Posted by at 11:30 PM in Radio | Link | Comment

16 May 09

Riders in the Heat

Today we did radio support for the 40th running of the Davis Double Century, which always makes for a long day, both for us and for the riders. And it got hot: the temperature hit 99 degrees here in Davis. This year we split up assignments — Pica drove the course as a sag vehicle, and I spent all day at start/finish working as radio net control. There are always crises when one sets out to work such events; our started last night when Pica discovered the car wouldn’t start since the battery had been drained after the interior lights had been knocked on. We hooked the battery charger I usually use to charge my 12-volt SLA batteries for the radios and let the car battery charge overnight. Happily, the car started in the morning, and the battery got plenty of charging over the day. And then there was the issue with our mobile radio whose mike now wants to stick open. This is still unresolved, but didn’t end up being much of an issue on the course.

Pica drew the luck of arriving on the scene at the first and I think most serious accident of the day — a tandem in a descent hit a pothole and both riders got thrown. The stoker was unconscious for a little bit, and both riders ended up being transported to a hospital in Napa by air ambulance. Fortunately, the riders weren’t that seriously injured, and they were discharged later in the afternoon. I meanwhile at net control had to deal with lots of reports coming in all at once — such pileups occur in dribs and drabs. I’m glad the radio ops out on the the course are patient and don’t mind repeating things.

It’s a lot of fun working these events, but we’re going to have a mellow day tomorrow.

Posted by at 10:38 PM in Bicycling | Link | Comment [1]

20 April 09

On The Air At 1.5 Watts

My SW-40+ At long last I’ve got my Small Wonder Labs SW-40+ rig on the air! I’ve had three contacts with it so far, two into British Columbia, and one to Oregon. Not bad for one-and-a-half watts of output! I love the minimalism of this rig. Two knobs and a Morse code key: that’s it for controls.

Posted by at 11:18 PM in Radio | Link | Comment

16 April 09

Amateur Radio for the Campus

Today we had the first face-to-face meeting of the new UC Davis Amateur Radio Communications team.

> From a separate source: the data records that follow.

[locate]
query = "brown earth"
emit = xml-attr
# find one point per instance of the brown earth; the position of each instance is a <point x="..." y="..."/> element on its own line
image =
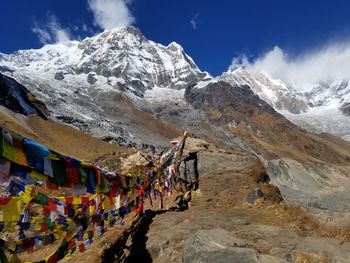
<point x="218" y="216"/>
<point x="58" y="137"/>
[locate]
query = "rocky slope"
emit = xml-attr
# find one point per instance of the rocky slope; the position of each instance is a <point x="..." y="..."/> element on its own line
<point x="86" y="84"/>
<point x="126" y="89"/>
<point x="17" y="98"/>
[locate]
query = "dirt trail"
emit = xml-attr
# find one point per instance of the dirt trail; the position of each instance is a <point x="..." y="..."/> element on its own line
<point x="220" y="225"/>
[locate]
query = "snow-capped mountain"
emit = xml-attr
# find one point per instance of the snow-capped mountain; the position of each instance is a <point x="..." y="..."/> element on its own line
<point x="120" y="56"/>
<point x="274" y="92"/>
<point x="80" y="82"/>
<point x="324" y="108"/>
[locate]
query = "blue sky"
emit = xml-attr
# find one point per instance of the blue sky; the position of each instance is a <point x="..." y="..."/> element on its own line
<point x="211" y="32"/>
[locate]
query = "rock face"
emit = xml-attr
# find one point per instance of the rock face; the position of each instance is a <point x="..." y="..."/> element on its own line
<point x="18" y="99"/>
<point x="275" y="94"/>
<point x="217" y="245"/>
<point x="98" y="84"/>
<point x="317" y="107"/>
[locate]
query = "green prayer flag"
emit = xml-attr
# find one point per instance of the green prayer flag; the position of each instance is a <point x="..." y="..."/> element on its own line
<point x="41" y="199"/>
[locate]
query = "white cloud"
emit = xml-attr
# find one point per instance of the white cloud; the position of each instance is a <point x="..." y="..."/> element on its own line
<point x="194" y="21"/>
<point x="329" y="63"/>
<point x="111" y="13"/>
<point x="51" y="31"/>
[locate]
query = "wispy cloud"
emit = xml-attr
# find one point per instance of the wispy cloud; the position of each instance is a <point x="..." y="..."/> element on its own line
<point x="195" y="20"/>
<point x="111" y="13"/>
<point x="50" y="31"/>
<point x="329" y="63"/>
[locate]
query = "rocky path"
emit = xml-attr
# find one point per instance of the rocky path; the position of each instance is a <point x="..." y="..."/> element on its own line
<point x="220" y="226"/>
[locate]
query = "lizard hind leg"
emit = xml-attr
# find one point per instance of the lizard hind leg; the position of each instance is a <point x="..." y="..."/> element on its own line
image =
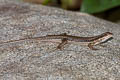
<point x="61" y="45"/>
<point x="90" y="45"/>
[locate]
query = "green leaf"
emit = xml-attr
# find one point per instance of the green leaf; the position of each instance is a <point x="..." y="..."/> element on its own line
<point x="94" y="6"/>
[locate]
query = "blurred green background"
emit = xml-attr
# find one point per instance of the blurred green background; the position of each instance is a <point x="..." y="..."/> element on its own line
<point x="106" y="9"/>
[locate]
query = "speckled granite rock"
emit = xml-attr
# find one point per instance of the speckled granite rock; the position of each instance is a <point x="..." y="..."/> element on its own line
<point x="35" y="60"/>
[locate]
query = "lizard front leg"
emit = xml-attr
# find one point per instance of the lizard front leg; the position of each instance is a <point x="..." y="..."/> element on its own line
<point x="61" y="45"/>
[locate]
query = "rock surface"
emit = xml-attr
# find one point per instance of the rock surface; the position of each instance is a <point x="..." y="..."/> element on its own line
<point x="35" y="60"/>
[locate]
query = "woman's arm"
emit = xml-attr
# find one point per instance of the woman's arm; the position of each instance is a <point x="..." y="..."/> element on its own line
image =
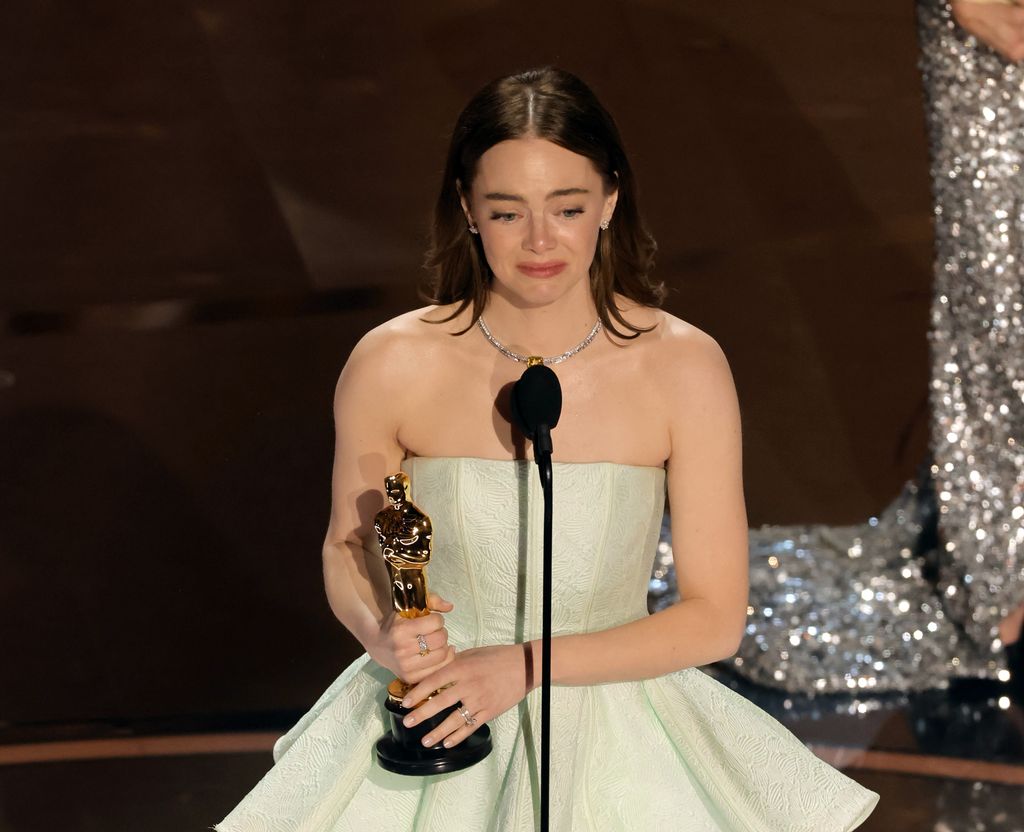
<point x="999" y="24"/>
<point x="371" y="392"/>
<point x="709" y="534"/>
<point x="709" y="529"/>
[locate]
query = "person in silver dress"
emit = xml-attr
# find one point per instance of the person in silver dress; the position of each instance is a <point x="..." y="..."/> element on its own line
<point x="869" y="608"/>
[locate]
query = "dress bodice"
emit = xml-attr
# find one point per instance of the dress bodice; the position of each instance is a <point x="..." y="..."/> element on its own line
<point x="487" y="520"/>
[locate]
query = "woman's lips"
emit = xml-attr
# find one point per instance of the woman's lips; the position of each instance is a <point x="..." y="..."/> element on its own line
<point x="548" y="269"/>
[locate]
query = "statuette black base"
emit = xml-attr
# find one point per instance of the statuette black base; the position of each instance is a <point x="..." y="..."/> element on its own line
<point x="401" y="749"/>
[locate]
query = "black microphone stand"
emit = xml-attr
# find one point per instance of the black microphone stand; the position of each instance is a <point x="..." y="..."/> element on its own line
<point x="537" y="404"/>
<point x="542" y="455"/>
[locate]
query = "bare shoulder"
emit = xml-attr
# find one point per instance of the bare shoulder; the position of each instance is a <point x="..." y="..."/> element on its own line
<point x="680" y="339"/>
<point x="402" y="337"/>
<point x="675" y="346"/>
<point x="392" y="355"/>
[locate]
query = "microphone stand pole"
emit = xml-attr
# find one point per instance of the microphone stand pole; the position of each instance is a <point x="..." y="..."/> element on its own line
<point x="542" y="452"/>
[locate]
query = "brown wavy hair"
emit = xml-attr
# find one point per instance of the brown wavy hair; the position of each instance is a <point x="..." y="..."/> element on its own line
<point x="556" y="106"/>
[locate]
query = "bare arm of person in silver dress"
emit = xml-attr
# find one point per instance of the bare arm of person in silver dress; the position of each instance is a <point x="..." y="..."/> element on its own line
<point x="998" y="24"/>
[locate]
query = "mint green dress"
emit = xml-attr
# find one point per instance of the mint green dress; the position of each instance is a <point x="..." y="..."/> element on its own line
<point x="678" y="752"/>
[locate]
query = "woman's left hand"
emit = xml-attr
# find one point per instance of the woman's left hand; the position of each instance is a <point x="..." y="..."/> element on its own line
<point x="488" y="680"/>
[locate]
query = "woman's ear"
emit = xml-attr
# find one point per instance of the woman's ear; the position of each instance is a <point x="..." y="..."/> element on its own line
<point x="609" y="206"/>
<point x="465" y="204"/>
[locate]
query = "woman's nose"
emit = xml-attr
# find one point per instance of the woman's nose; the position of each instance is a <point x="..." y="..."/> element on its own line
<point x="539" y="235"/>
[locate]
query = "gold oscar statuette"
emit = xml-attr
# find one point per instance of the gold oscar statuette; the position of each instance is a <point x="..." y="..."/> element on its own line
<point x="404" y="534"/>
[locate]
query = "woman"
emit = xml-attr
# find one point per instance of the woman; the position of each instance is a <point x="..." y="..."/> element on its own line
<point x="539" y="250"/>
<point x="858" y="608"/>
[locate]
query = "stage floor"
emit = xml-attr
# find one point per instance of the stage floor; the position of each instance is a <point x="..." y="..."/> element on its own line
<point x="939" y="763"/>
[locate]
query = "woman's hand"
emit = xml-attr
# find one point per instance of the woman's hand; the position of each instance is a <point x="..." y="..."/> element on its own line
<point x="398" y="648"/>
<point x="488" y="680"/>
<point x="998" y="25"/>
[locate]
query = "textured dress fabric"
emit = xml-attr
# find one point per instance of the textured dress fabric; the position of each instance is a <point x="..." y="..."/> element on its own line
<point x="678" y="752"/>
<point x="854" y="608"/>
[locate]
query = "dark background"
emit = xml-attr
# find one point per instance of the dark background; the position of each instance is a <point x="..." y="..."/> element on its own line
<point x="205" y="204"/>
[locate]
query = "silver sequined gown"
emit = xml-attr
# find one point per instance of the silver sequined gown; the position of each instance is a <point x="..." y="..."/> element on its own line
<point x="863" y="608"/>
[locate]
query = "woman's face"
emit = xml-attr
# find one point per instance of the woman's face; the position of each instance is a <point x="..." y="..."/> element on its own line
<point x="539" y="208"/>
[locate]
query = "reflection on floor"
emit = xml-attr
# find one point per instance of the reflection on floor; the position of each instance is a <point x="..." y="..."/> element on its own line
<point x="941" y="763"/>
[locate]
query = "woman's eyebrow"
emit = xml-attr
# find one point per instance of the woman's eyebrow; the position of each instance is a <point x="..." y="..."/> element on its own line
<point x="561" y="192"/>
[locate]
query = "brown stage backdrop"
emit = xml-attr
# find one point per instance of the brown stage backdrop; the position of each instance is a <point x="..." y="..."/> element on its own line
<point x="205" y="204"/>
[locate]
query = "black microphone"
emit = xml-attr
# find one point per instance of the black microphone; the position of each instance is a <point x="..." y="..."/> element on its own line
<point x="537" y="404"/>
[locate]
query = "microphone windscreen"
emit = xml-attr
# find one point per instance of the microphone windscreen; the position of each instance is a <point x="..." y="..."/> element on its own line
<point x="537" y="400"/>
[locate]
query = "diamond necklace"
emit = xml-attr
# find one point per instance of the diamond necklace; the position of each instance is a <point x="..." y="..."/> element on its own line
<point x="531" y="361"/>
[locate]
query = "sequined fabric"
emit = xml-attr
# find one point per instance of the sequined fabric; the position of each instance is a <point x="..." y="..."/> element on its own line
<point x="869" y="608"/>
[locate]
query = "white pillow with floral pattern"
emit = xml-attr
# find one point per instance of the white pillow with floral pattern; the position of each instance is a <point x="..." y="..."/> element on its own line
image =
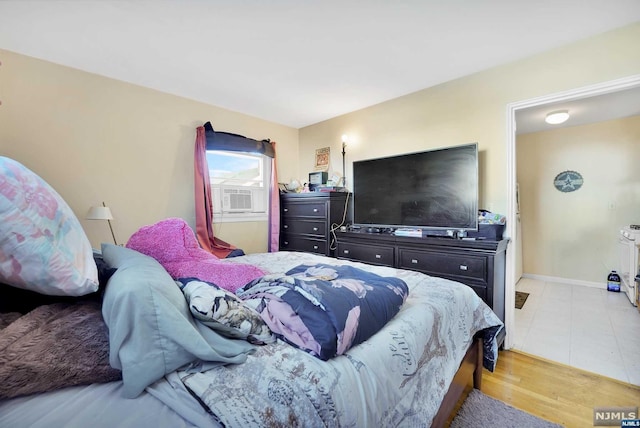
<point x="43" y="247"/>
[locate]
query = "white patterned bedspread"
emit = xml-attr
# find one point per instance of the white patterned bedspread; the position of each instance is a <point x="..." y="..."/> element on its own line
<point x="396" y="378"/>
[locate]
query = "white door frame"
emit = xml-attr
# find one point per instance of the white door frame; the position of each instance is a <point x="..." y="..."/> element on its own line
<point x="574" y="94"/>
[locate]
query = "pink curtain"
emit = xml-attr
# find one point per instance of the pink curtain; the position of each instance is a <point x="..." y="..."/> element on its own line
<point x="204" y="205"/>
<point x="274" y="206"/>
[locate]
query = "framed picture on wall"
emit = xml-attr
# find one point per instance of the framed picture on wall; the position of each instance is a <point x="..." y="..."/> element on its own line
<point x="322" y="159"/>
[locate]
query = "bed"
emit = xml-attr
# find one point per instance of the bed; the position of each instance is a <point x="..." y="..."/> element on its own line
<point x="134" y="353"/>
<point x="399" y="377"/>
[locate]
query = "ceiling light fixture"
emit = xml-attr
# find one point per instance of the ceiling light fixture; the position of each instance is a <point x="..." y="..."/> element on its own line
<point x="557" y="117"/>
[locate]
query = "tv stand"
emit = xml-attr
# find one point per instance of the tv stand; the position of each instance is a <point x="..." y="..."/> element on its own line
<point x="478" y="263"/>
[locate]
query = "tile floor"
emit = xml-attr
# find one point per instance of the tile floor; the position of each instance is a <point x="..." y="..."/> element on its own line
<point x="585" y="327"/>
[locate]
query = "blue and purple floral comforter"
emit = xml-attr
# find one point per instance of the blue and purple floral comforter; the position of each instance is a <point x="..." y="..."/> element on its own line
<point x="325" y="309"/>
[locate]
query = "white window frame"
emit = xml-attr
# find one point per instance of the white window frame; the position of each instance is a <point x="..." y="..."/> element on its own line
<point x="259" y="194"/>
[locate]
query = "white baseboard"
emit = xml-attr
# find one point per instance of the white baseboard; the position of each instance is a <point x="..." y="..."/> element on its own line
<point x="565" y="281"/>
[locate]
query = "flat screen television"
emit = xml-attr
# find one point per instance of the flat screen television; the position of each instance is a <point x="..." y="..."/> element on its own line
<point x="432" y="190"/>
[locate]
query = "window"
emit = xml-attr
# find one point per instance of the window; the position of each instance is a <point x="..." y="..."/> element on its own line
<point x="239" y="185"/>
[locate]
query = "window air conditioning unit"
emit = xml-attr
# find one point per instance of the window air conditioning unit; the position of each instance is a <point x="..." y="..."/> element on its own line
<point x="237" y="200"/>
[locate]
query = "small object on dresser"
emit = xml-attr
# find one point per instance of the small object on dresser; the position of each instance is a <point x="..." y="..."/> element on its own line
<point x="417" y="233"/>
<point x="613" y="281"/>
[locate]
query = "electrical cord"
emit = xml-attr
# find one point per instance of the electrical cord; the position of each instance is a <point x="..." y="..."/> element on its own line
<point x="336" y="226"/>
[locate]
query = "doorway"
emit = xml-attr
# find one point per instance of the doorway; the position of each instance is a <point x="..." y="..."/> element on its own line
<point x="513" y="251"/>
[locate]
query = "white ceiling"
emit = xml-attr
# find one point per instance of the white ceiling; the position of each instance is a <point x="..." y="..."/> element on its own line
<point x="298" y="62"/>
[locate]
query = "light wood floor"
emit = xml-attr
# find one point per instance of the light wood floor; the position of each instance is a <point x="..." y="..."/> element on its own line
<point x="554" y="391"/>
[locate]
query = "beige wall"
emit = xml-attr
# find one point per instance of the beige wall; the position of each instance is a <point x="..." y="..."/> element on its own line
<point x="473" y="108"/>
<point x="96" y="139"/>
<point x="574" y="235"/>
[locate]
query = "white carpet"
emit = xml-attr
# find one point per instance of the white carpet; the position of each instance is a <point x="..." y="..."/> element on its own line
<point x="482" y="411"/>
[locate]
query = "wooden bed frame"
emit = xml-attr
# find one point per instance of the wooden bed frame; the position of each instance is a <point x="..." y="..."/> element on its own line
<point x="471" y="365"/>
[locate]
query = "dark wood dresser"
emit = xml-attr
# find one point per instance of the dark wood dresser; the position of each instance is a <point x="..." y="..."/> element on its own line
<point x="306" y="220"/>
<point x="480" y="264"/>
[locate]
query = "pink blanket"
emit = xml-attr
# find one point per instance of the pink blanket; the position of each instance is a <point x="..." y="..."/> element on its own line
<point x="173" y="244"/>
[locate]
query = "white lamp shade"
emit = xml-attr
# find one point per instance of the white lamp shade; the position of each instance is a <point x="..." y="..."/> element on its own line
<point x="99" y="213"/>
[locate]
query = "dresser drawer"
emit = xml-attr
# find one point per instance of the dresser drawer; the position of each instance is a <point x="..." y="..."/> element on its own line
<point x="442" y="264"/>
<point x="310" y="209"/>
<point x="298" y="243"/>
<point x="318" y="228"/>
<point x="378" y="255"/>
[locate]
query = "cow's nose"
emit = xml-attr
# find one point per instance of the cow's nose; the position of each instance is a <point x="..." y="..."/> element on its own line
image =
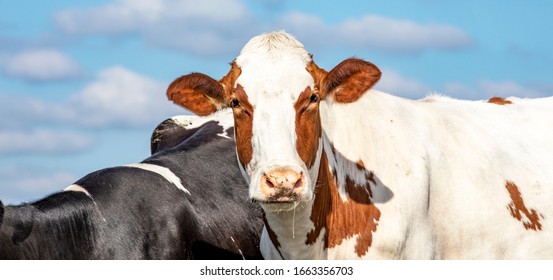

Several years ago, in the wake of the Virginia Tech shootings, the campus put out a call for ideas for emergency preparedness and one of the local hams thought it would be a good idea to establish an amateur radio network for the campus. After much explanation to the powers that be, many of whom who had never heard of amateur radio, this idea was endorsed and several hams started working with the campus Emergency Operations Center to establish this team. This past December, the group started holding weekly on-the-air nets (every Monday at 12:30 PM) and since that time our net has grown to well over twenty participants.

After work today we got to meet each other in person and tour the Emergency Operations Center, which is where the group’s equipment is set up. There is a dedicated room for the amateur radio operations, and the equipment includes a tall antenna on the roof, a dual-band base station, a digital scanner, and soon a repeater. It’s great to see both commitment from the university in supporting this effort and a lot of interest and participation from the hams on campus.

In other radio news, the transmitter section of the SW-40+ that I’ve been building has decided to wake up after weeks of troubleshooting. It’s time to get the rig on the air!